Publication Date: 20260513
Application Date: 20250827

Claims (20)

A consultation data receiving unit that receives consultation conversation data from a real-time voice stream or text log; A risk score calculation unit that calculates a risk score (R) including multiple sub-indicators based on predefined rules and a machine learning model for the received consultation conversation data; An adaptive gate processing unit that monitors the computational resource usage of the system to measure the system load (L), calculates a dynamic gate function G(R, L) = w r · R + w l · L (where w r is the risk weight and w l is the load weight) using the risk score (R) and the system load (L) as inputs, and determines to select a precision evaluation path using a large-scale language model (LLM) if the value of the gate function G(R, L) is greater than or equal to a threshold value (θ), and to select a statistics-based lightweight evaluation path if it is less than the threshold value (θ); A quality score calculation unit that calculates a consultation quality score according to the processing path determined above; and A risk-adaptive dual-path counseling quality evaluation system characterized by including a quality report generation unit that generates a quality report reflecting the counseling quality score calculated above.
In paragraph 1, The above risk score calculation unit is, A risk-adaptive dual-path counseling quality evaluation system characterized by being configured to calculate at least one of the sentiment score of counseling conversation content, the script deviation score from standard response procedures, and the compliance violation score as a sub-indicator of the risk score (R).
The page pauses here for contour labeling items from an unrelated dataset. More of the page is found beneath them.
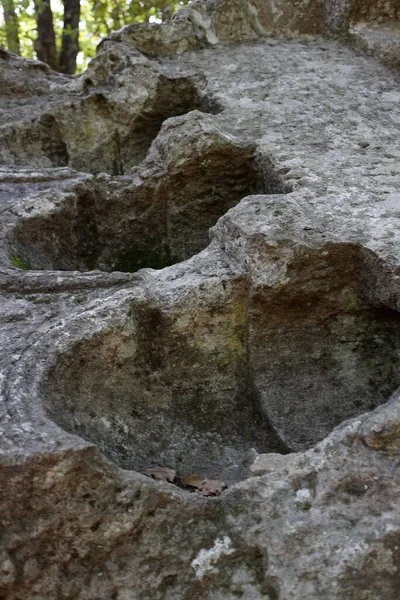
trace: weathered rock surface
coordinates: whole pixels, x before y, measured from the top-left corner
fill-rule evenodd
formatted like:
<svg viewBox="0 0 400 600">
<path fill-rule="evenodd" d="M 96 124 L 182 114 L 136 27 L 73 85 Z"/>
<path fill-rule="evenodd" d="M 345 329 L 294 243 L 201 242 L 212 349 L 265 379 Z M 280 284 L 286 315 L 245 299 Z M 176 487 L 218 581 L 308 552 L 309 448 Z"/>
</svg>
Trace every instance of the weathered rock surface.
<svg viewBox="0 0 400 600">
<path fill-rule="evenodd" d="M 3 600 L 399 598 L 399 81 L 268 11 L 0 56 Z"/>
</svg>

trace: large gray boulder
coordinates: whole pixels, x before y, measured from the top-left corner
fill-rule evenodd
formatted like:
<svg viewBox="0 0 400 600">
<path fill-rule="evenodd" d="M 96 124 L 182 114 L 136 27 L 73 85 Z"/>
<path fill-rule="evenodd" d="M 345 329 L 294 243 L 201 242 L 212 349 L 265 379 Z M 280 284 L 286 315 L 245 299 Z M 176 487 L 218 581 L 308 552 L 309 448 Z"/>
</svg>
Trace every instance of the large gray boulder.
<svg viewBox="0 0 400 600">
<path fill-rule="evenodd" d="M 400 86 L 268 10 L 0 55 L 3 600 L 399 598 Z"/>
</svg>

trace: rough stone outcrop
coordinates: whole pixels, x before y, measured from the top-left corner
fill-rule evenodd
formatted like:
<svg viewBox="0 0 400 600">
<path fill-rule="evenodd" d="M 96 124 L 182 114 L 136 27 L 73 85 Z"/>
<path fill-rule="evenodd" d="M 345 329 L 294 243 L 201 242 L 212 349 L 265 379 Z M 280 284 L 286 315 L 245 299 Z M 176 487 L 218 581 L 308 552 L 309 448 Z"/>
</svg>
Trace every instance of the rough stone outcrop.
<svg viewBox="0 0 400 600">
<path fill-rule="evenodd" d="M 270 6 L 0 55 L 3 600 L 398 600 L 399 82 Z"/>
</svg>

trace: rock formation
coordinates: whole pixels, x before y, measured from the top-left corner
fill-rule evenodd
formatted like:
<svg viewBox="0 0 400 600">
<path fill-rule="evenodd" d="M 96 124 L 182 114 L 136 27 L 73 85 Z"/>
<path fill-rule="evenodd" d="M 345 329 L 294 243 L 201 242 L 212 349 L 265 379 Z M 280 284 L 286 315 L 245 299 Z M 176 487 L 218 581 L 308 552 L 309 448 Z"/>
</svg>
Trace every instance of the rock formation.
<svg viewBox="0 0 400 600">
<path fill-rule="evenodd" d="M 1 52 L 1 600 L 398 600 L 399 17 Z"/>
</svg>

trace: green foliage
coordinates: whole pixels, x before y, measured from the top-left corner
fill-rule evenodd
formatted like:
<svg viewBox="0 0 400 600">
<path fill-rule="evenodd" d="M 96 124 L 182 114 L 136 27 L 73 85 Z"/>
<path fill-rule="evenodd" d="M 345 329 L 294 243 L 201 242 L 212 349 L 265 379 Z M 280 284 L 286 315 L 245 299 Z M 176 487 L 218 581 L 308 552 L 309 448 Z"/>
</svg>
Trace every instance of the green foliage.
<svg viewBox="0 0 400 600">
<path fill-rule="evenodd" d="M 82 72 L 96 52 L 101 38 L 130 23 L 161 22 L 187 4 L 189 0 L 81 0 L 77 71 Z M 34 42 L 36 21 L 33 0 L 15 0 L 18 19 L 21 55 L 36 58 Z M 0 5 L 1 8 L 1 5 Z M 51 0 L 54 30 L 58 48 L 63 28 L 62 0 Z M 7 49 L 7 32 L 4 15 L 0 10 L 0 46 Z"/>
</svg>

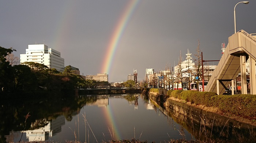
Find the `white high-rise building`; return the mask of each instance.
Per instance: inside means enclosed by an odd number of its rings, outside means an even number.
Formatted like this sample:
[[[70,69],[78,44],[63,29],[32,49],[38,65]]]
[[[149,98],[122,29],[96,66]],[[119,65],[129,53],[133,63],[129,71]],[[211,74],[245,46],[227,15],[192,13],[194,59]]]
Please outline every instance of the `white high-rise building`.
[[[44,44],[29,45],[26,53],[20,54],[20,63],[33,61],[44,64],[57,71],[64,71],[64,59],[60,57],[60,52]]]

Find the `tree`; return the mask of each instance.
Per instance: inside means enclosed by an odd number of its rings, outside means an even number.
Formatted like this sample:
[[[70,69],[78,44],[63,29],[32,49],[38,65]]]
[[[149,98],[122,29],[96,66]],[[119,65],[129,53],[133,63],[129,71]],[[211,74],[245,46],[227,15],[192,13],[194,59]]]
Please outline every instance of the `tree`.
[[[19,58],[18,57],[15,56],[14,54],[12,53],[7,55],[5,56],[5,59],[6,59],[6,61],[8,61],[10,63],[10,64],[12,66],[19,64]]]
[[[5,57],[14,51],[16,50],[0,47],[0,91],[2,91],[13,90],[15,71]]]
[[[179,57],[179,62],[178,63],[178,65],[176,68],[177,72],[176,74],[176,81],[178,82],[178,83],[181,83],[181,86],[183,83],[183,80],[185,78],[185,73],[183,71],[183,69],[185,68],[182,65],[182,57],[181,57],[181,51],[180,51],[180,57]],[[177,87],[178,88],[178,87]],[[182,87],[181,87],[182,88]]]
[[[135,81],[132,80],[128,80],[124,83],[124,85],[126,87],[135,87]]]
[[[64,71],[62,72],[62,74],[65,75],[70,75],[72,74],[72,68],[71,65],[69,65],[65,67]]]
[[[15,90],[16,91],[30,91],[37,88],[37,79],[34,73],[26,65],[15,65]]]
[[[200,79],[202,79],[202,68],[201,67],[201,55],[200,55],[200,52],[201,52],[201,50],[199,49],[199,46],[200,45],[200,43],[199,42],[199,40],[198,40],[198,45],[196,48],[196,54],[195,55],[196,56],[196,59],[195,59],[194,63],[195,64],[193,65],[193,67],[195,68],[195,69],[194,71],[193,74],[195,75],[195,76],[198,76],[200,78]],[[198,80],[196,81],[197,83],[197,91],[199,90],[199,80]]]
[[[30,68],[32,71],[34,72],[45,73],[47,71],[46,69],[49,68],[44,64],[33,61],[25,61],[21,64],[27,65]]]

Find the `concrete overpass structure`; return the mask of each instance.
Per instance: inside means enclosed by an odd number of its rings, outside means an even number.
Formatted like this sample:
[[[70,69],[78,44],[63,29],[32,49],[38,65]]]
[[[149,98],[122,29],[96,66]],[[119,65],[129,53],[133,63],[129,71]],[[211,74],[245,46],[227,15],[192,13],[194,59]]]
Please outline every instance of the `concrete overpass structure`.
[[[222,95],[230,82],[241,73],[242,94],[247,94],[246,80],[246,61],[249,61],[251,94],[256,94],[256,36],[241,30],[229,37],[225,52],[209,81],[205,91]],[[232,94],[234,94],[232,88]]]

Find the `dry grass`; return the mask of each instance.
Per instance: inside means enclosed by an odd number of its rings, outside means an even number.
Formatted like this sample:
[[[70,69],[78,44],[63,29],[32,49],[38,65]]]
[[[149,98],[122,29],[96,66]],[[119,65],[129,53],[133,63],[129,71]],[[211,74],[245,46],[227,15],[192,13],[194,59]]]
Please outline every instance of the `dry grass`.
[[[224,140],[187,140],[184,139],[180,140],[174,140],[172,139],[169,141],[165,141],[163,143],[233,143],[236,142],[227,141]],[[21,143],[59,143],[59,142],[22,142]],[[66,143],[76,143],[75,141],[67,141],[65,142]],[[76,143],[84,143],[84,142],[77,142]],[[102,143],[151,143],[148,142],[147,141],[142,141],[135,139],[132,139],[131,140],[112,140],[109,141],[108,142],[102,142]],[[155,142],[152,142],[152,143],[155,143]],[[246,143],[249,143],[250,142],[246,142]]]

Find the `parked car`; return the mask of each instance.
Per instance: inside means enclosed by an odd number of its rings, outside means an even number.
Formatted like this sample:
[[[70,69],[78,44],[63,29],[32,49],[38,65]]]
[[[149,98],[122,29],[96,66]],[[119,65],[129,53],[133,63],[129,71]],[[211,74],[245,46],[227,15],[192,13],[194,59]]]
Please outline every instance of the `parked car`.
[[[231,94],[231,91],[229,88],[227,88],[225,90],[224,92],[223,93],[223,95],[230,95]]]

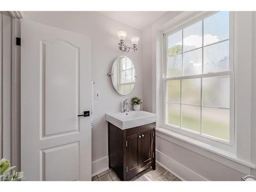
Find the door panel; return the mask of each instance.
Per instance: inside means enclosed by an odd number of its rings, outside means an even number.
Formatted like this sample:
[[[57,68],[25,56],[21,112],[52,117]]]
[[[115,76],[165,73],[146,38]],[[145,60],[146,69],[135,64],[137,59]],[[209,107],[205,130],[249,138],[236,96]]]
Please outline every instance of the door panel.
[[[140,133],[127,137],[127,175],[139,168],[139,154],[141,151]]]
[[[91,180],[91,40],[22,20],[21,169],[28,180]]]
[[[41,44],[41,61],[45,68],[42,79],[45,81],[45,135],[78,131],[79,48],[62,39]]]
[[[153,160],[153,130],[141,133],[141,153],[140,167],[142,167]]]

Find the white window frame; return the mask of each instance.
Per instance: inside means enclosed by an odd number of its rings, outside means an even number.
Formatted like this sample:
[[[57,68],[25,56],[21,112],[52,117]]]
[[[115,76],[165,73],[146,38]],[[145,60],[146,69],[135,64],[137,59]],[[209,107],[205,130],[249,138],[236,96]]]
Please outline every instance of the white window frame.
[[[167,66],[167,61],[166,59],[167,54],[167,45],[168,45],[168,36],[174,34],[183,29],[188,27],[211,15],[217,13],[217,12],[206,12],[204,14],[201,14],[199,17],[197,17],[196,18],[191,19],[187,22],[184,23],[179,26],[176,26],[175,28],[172,28],[166,32],[164,32],[163,38],[163,59],[162,59],[162,118],[160,120],[162,121],[161,124],[161,126],[167,129],[169,129],[171,131],[178,133],[179,134],[189,136],[199,141],[202,141],[204,142],[210,144],[213,146],[217,146],[223,148],[225,150],[234,152],[234,147],[236,143],[235,139],[235,126],[234,126],[234,99],[235,99],[235,78],[234,78],[234,15],[233,12],[229,12],[229,71],[226,72],[217,72],[209,74],[203,74],[200,75],[189,75],[186,76],[181,76],[177,77],[170,77],[170,78],[165,78],[165,73],[166,71],[166,66]],[[203,27],[202,28],[203,31]],[[203,32],[202,34],[203,37]],[[183,40],[183,39],[182,39]],[[220,43],[223,41],[220,41],[218,42],[210,44],[214,45],[217,43]],[[209,45],[207,45],[208,46]],[[183,45],[182,45],[183,46]],[[203,51],[203,49],[205,46],[202,46],[200,48],[202,49]],[[182,52],[182,54],[183,53]],[[203,62],[203,60],[202,60]],[[203,63],[202,63],[203,68]],[[222,75],[229,75],[230,76],[230,105],[229,105],[229,112],[230,112],[230,118],[229,118],[229,126],[230,126],[230,131],[229,131],[229,142],[219,139],[217,138],[215,138],[213,137],[209,136],[206,135],[202,134],[201,133],[198,133],[192,131],[188,130],[182,127],[176,127],[175,125],[167,124],[165,123],[165,96],[166,96],[166,81],[169,80],[176,80],[176,79],[190,79],[195,78],[204,78],[208,77],[217,76],[222,76]],[[202,92],[202,91],[201,91]],[[201,93],[202,94],[202,93]],[[201,97],[202,98],[202,97]],[[202,109],[202,108],[201,108]]]

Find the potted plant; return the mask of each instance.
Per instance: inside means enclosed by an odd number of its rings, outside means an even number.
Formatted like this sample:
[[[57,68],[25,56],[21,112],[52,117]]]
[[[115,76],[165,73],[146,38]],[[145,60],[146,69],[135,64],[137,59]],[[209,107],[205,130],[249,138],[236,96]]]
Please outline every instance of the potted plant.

In paragraph 1, The above adaptive gate processing unit is, A risk-adaptive dual-path consultation quality evaluation system characterized by being configured to periodically and automatically adjust the weights and thresholds of the dynamic gate function to optimize predefined operational goals (cost, latency, accuracy).
In paragraph 1, The above quality score calculation unit is, A lightweight evaluation unit that calculates a quality score based on statistics when the value of the gate function G(R, L) is less than a threshold value (θ) according to the determination of the adaptive gate processing unit; and A risk-adaptive dual-path counseling quality evaluation system characterized by including an LLM evaluation unit that calculates a quality score using a large-scale language model (LLM) when the value of the gate function G(R, L) is greater than or equal to a threshold (θ).
In paragraph 4, The above LLM evaluation unit is, A risk-adaptive dual-path consultation quality evaluation system characterized by including a Search Augmentation Generative (RAG) module that extracts reinforcement information related to the context of the consultation conversation data from a domain knowledge graph or vector database and injects it into a prompt.
In paragraph 1, The above quality score calculation unit is, A risk-adaptive dual-path counseling quality evaluation system characterized by being configured to additionally evaluate the quality of a handoff section when a handoff section occurs in which the subject of the counseling conversation switches between a human counselor and an AI bot.
In paragraph 1, A risk-adaptive dual-path consultation quality evaluation system further comprising a Bot-QA analysis unit that calculates at least one bot-specific quality indicator selected from a group consisting of response delay time, occurrence of conversation failure (Fallback), Natural Language Understanding (NLU) reliability, and persona consistency for a consultation conversation generated by an AI bot, and provides it to the quality score calculation unit.
In paragraph 1, A risk-adaptive dual-path consultation quality evaluation system characterized by further including a model tuning unit that updates the machine learning model of the risk score calculation unit and the large-scale language model (LLM) of the quality score calculation unit by performing human feedback-based reinforcement learning (RL-HF) using the received feedback as a reward signal, wherein a quality manager receives feedback directly specifying whether there is a 'script deviation,''complianceviolation,' or 'best consultation' section for a specific utterance section of a consultation conversation through an interactive user interface (UI) linked with the quality report generation unit.
In paragraph 1, The models used in the above-mentioned risk score calculation unit and the above-mentioned quality score calculation unit are, A risk-adaptive dual-path counseling quality evaluation system characterized by being a multilingual model trained using an Adapter-Fusion method to enable processing of multiple languages.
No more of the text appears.